Ainda conforme a LBI, há seis tipos de barreiras relacionadas à vida das pessoas com deficiência: as barreiras urbanísticas, existentes em vias e espaços de uso coletivo; as arquitetônicas, encontradas em edifícios; aquelas presentes nos meios de transportes; as de comunicação e informação; as atitudinais, que dizem respeito a atitudes e comportamentos; e as barreiras que dificultam ou impedem o acesso da pessoa com deficiência às tecnologias.
O censo de 2022 do IBGE (Instituto Brasileiro de Geografia e Estatística) revela que no Amazonas há 4.023 pessoas com deficiência, de dois anos ou mais de idade. Mais da metade desse total está em Manaus, com 2.231 mil.
Para além da prioridade
“As crianças (com deficiência) fazem gestos, movimentos, olhar de que não estão à vontade, de que não se sentem acolhidos. Como mãe eu percebo que as pessoas discriminam com o olhar, com gestos. As pessoas acham que a criança com paralisia cerebral é doida e retardada. As crianças têm uma deficiência física e motora, eles não têm problemas intelectuais”, diz Cristiane.

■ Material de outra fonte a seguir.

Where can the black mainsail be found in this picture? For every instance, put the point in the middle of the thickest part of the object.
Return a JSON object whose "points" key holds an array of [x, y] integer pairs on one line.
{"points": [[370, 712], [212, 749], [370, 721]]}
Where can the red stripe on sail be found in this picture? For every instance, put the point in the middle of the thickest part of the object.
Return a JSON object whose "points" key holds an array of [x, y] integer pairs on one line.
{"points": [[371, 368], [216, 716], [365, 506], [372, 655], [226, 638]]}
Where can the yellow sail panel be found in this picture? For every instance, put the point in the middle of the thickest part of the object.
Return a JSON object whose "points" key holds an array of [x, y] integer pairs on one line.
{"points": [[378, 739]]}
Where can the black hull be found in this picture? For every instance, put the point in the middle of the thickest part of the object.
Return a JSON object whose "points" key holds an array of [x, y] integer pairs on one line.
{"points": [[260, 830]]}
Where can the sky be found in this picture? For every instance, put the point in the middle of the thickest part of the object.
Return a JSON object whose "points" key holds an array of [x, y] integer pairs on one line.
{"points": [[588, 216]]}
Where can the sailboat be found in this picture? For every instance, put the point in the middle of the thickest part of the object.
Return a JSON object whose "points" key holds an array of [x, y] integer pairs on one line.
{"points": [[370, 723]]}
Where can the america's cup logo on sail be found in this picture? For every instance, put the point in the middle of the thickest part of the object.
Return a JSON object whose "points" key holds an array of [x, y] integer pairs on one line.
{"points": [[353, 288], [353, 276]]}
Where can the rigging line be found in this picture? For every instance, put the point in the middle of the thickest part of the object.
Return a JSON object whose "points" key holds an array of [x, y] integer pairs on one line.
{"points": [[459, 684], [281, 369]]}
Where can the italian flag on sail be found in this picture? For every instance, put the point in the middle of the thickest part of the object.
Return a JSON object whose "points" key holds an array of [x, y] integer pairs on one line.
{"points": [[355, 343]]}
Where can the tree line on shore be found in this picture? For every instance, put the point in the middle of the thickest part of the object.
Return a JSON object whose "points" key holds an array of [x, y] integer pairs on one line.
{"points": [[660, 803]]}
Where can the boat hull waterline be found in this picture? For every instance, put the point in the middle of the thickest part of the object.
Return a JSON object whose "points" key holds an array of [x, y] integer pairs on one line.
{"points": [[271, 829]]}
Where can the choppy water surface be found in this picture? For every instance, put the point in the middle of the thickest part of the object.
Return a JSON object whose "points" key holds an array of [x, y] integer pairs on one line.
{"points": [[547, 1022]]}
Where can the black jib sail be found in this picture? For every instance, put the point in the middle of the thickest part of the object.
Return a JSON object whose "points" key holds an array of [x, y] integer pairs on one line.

A presidente da Casa Azul Amazônia, que cuida de pessoas com deficiência motora, Elaine Costa, defende que o acesso a eventos culturais e locais públicos vá além de uma fila exclusiva. “Os locais de eventos (físicos) devem passar por uma adequação, pensada para as pessoas com deficiência. Somente o acesso não é suficiente. A PCD deve se sentir acolhida, que ela possa visualizar o evento e possa se divertir”, diz.
A LBI diz no Artigo 44 que “nos teatros, cinemas, auditórios, estádios, ginásios de esporte, locais de espetáculos e de conferências e similares, serão reservados espaços livres e assentos para a pessoa com deficiência, de acordo com a capacidade de lotação da edificação, observado o disposto em regulamento.§ 1º Os espaços e assentos a que se refere este artigo devem ser distribuídos pelo recinto em locais diversos, de boa visibilidade, em todos os setores, próximos aos corredores, devidamente sinalizados, evitando-se áreas segregadas de público e obstrução das saídas, em conformidade com as normas de acessibilidade.

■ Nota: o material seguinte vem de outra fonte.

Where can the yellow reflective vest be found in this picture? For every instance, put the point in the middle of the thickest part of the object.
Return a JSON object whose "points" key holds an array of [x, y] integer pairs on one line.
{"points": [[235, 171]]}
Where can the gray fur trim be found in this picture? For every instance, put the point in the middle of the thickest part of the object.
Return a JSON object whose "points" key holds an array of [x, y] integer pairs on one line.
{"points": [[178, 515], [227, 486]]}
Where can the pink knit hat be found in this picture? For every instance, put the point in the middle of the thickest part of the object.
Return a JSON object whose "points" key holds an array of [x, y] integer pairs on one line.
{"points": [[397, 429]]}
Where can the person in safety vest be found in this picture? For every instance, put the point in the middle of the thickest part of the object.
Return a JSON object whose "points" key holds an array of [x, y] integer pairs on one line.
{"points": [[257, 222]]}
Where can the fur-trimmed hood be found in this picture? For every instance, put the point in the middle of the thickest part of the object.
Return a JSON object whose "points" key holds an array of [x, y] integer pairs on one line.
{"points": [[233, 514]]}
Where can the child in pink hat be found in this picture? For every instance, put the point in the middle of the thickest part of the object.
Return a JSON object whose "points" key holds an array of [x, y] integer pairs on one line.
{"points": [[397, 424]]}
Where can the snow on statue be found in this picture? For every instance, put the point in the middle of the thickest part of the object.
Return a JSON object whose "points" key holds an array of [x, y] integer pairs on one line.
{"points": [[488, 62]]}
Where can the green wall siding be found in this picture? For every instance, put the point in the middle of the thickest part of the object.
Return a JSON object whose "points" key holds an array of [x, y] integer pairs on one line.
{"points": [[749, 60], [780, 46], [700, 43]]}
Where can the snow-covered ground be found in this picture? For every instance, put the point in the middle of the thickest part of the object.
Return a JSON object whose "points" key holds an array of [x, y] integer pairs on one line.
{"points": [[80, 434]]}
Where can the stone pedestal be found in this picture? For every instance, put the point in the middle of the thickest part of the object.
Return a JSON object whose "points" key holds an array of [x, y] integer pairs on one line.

Acessibilidade gera empregos
O produtor cultural Leandro Tapajós opina que na hora de montar um evento, os organizadores devem pensar que o público é diversificado, com necessidades diferentes. “Primeiramente, temos de pensar na pessoa. A gente tem que se colocar no lugar do outro. Quando você escolhe o local para o evento, você tem que pensar na pessoa. E eu vejo que ainda há carências por espaços acessíveis em eventos de entretenimento. Temos que pensar na pessoa que caminha e na pessoa que não caminha”, diz.
O respeito à acessibilidade traz vantagens, lembra o produtor, porque é capaz de gerar outro mercado e dar emprego nos eventos. “Em eventos você precisa de monitores, de tradutores de libras, seguranças, etc. tudo isso para garantir a qualidade do evento. Isso tem que estar no orçamento”, diz Leandro.